Probabilmente è capitato anche a voi di fare la fila in un grande supermercato, in una banca, o all’ufficio postale. Voi siete lì, in coda insieme ad un’altra decina di persone, ma soltanto uno dei quattro sportelli (due dei sei, tre degli otto…) sono aperti e funzionanti. Poi, quando il sommesso mormorio dei clienti sale e diventa protesta, ecco che all’improvviso un altro sportello apre, per poi chiudere nuovamente quando il numero delle persone in attesa a ciascuna cassa pare essere tornato ragionevole.
Ma ragionevole per chi? Solo per il gestore, ovviamente, che modula opportunamente i propri dipendenti in modo da riversare sui clienti, per quanto gli è possibile, il proprio “problema di gestione del personale”. Perché aprire un nuovo sportello e “sprecare” così forza lavoro impiegabile altrimenti, se le persone sono disposte a rimanersene in fila, zitte e buone, davanti ad un unico cassiere?

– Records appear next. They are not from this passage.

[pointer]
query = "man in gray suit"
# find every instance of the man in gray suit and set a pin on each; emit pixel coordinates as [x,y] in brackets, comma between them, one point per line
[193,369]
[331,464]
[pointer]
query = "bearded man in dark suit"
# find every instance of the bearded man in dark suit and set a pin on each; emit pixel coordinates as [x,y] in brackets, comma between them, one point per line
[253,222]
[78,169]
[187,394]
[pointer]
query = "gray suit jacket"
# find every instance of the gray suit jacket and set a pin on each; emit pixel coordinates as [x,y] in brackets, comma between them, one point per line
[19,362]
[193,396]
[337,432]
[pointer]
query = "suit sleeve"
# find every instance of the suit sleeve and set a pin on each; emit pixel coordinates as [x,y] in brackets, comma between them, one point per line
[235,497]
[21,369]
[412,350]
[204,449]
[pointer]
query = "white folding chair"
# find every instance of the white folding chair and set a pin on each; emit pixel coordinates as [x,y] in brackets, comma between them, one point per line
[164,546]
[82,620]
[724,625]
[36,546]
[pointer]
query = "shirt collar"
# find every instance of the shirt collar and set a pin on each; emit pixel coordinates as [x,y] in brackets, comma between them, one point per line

È un’applicazione pratica di un teorema universale, largamente adottato nei rapporti umani in genere, che si potrebbe sintetizzare nella “capacità di trasferire i propri problemi a qualcun altro che si dimostri anche solo inconsapevolmente consenziente”.
I più abili però sanno fare di meglio e sono capaci di realizzare pienamente il paradosso di “trasferire i propri guai a coloro dei quali sarebbero deputati a risolvere i problemi“. Questo corollario trova grande applicazione nel settore dell’informatica e dell’elettronica di consumo, una porzione del mercato in cui l’acquirente – preda di un incontrollabile istinto consumistico – si dimostra particolarmente incline ad accollarsi i problemi di natura imprenditoriale della propria controparte.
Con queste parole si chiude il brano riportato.